Many landlords and property management companies responding to a survey by the Land, Infrastructure and Transport Ministry said they refuse to lease homes to foreigners out of concern that they might not pay their rent, the officials said.
The ministry will ask the Japan Property Management Association to compile the manual by the end of the current fiscal year and distribute it among real estate agents.
The envisioned manual will recommend that foreign renters, who in most cases do not have a guarantor in Japan, pay rental guarantee companies to serve as their guarantor, the officials said.
Anyone wishing to rent a house or apartment in Japan generally requires a guarantor.
The ministry will stipulate that real estate agents confirm each foreigner’s purpose for visiting Japan by checking his or her passport and alien registration card before signing a lease.

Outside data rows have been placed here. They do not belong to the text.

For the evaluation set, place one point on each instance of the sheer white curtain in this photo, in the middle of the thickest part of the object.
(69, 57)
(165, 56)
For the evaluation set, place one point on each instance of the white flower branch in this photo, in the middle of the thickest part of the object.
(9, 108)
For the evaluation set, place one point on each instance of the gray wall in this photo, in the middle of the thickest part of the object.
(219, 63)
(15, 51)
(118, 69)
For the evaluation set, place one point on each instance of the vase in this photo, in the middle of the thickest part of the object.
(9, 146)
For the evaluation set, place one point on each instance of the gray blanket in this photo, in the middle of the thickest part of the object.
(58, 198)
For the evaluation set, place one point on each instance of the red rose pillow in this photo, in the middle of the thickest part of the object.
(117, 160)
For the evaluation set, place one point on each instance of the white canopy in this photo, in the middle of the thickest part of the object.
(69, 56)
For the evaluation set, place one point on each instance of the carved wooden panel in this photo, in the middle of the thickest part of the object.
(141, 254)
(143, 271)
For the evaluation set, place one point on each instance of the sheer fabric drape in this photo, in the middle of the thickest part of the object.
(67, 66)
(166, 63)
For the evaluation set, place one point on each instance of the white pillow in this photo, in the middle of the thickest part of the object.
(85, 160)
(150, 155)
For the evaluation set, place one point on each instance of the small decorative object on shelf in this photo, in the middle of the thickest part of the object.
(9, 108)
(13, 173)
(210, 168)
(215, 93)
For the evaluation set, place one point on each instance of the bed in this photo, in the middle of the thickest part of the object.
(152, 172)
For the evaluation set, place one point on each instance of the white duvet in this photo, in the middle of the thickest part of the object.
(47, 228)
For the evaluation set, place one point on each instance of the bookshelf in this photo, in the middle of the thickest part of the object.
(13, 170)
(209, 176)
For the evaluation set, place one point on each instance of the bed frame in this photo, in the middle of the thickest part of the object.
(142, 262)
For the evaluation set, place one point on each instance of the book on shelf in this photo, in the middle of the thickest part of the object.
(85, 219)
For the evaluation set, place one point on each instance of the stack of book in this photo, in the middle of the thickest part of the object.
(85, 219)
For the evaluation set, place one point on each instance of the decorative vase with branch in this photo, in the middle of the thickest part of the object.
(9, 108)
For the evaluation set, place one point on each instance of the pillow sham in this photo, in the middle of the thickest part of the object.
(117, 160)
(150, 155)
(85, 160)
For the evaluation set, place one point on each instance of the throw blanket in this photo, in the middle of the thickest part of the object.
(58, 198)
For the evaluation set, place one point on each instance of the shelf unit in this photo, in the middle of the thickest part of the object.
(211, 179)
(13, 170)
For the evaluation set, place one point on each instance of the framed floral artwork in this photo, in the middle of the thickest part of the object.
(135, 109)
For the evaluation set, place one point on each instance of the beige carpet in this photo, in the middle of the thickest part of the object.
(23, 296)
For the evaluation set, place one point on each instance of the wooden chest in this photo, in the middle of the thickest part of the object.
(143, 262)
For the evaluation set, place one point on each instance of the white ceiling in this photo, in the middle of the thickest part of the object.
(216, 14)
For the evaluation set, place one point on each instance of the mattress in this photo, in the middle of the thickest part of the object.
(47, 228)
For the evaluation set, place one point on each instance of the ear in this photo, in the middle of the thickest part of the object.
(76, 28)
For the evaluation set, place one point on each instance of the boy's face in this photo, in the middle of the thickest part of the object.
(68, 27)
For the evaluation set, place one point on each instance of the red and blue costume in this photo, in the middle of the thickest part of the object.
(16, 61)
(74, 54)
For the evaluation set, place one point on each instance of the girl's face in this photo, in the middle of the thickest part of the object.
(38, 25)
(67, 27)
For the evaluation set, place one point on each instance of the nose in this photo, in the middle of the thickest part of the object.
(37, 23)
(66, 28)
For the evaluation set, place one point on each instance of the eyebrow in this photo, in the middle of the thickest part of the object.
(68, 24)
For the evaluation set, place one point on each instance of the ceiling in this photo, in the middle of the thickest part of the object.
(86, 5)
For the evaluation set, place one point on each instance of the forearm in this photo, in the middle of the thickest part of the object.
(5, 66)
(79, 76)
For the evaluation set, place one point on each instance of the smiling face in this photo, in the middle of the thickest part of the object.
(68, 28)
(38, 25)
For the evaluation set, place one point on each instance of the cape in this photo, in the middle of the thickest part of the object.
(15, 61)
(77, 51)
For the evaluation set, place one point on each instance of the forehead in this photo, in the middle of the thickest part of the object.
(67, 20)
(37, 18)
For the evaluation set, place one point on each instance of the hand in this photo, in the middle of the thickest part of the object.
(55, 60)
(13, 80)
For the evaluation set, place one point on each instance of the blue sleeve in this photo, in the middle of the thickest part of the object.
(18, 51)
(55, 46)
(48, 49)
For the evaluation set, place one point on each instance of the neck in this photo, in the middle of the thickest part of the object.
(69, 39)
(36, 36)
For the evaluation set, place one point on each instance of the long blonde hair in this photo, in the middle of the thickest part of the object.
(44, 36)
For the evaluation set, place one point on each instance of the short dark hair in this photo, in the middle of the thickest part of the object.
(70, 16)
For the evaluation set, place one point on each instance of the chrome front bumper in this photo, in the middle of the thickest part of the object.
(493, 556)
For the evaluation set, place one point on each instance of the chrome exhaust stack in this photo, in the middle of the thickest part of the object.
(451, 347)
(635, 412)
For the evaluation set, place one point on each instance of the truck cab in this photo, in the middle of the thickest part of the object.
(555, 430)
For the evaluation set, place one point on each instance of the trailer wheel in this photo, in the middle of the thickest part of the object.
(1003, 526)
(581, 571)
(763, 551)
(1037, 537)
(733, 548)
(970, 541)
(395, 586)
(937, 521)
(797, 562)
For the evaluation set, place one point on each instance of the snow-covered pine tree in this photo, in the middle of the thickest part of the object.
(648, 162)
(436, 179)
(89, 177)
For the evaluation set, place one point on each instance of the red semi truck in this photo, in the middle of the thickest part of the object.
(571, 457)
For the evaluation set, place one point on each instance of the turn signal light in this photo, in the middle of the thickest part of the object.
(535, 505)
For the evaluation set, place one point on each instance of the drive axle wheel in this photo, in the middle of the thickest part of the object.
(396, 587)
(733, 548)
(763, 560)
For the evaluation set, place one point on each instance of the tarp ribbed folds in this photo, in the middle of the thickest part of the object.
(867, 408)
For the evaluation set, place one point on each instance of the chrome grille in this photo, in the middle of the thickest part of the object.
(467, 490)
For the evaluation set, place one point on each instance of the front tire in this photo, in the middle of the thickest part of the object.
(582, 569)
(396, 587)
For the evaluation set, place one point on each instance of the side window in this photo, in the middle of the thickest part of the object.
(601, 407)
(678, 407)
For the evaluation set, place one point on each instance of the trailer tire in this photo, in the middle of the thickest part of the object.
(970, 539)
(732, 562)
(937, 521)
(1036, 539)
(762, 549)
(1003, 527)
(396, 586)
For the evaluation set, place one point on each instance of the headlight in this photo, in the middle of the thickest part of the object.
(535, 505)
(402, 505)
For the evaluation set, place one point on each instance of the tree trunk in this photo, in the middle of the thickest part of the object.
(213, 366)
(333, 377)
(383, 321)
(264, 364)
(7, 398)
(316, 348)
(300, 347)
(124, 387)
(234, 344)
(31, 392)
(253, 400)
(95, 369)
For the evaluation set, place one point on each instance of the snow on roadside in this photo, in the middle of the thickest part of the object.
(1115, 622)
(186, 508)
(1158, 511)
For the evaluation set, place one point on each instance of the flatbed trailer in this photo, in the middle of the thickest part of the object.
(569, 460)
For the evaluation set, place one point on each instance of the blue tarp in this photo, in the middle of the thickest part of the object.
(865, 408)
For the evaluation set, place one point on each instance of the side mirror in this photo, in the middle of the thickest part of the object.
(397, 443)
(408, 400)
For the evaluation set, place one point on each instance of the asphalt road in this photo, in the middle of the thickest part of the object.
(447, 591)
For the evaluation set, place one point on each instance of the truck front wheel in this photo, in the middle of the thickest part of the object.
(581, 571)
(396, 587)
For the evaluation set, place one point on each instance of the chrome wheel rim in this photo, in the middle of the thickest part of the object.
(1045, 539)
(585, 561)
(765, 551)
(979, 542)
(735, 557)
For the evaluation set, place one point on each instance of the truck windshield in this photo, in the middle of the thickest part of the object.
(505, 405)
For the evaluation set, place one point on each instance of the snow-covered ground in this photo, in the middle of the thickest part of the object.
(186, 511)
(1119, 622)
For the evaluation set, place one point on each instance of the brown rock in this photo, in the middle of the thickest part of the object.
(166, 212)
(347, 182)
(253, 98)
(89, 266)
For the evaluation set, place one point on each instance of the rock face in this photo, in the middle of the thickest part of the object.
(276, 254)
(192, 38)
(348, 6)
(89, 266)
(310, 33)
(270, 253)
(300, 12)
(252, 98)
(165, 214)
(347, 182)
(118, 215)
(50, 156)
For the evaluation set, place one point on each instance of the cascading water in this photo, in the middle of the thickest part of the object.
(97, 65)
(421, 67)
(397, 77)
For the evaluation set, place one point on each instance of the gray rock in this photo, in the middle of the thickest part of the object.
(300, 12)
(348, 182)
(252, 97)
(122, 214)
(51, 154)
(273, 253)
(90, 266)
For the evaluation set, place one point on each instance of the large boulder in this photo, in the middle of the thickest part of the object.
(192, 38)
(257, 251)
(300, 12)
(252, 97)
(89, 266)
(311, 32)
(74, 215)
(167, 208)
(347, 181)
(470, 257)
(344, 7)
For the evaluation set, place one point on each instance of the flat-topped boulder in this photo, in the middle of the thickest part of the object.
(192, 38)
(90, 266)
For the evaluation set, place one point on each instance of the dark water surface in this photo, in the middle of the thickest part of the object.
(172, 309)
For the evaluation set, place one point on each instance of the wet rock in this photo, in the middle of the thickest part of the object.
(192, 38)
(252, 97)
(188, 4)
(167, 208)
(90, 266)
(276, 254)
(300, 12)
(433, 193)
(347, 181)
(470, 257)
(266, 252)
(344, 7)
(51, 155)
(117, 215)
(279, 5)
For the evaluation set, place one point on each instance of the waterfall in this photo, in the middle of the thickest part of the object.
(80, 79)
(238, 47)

The manual will include advice on how to interact with foreign customers, such as how to explain property and screening documents, and will provide samples of tenant application forms and regulation explanations in foreign languages such as Chinese.
It will also stipulate various types of information that must be conveyed to tenants, such as how to dispose of garbage at designated locations and times, to avoid trouble with neighbors.
The ministry’s survey, conducted on landlords and management companies in June 2002, found that almost half of them refuse to lease to foreign nationals due to concerns over rent payment, how the property is used and harmony with other tenants.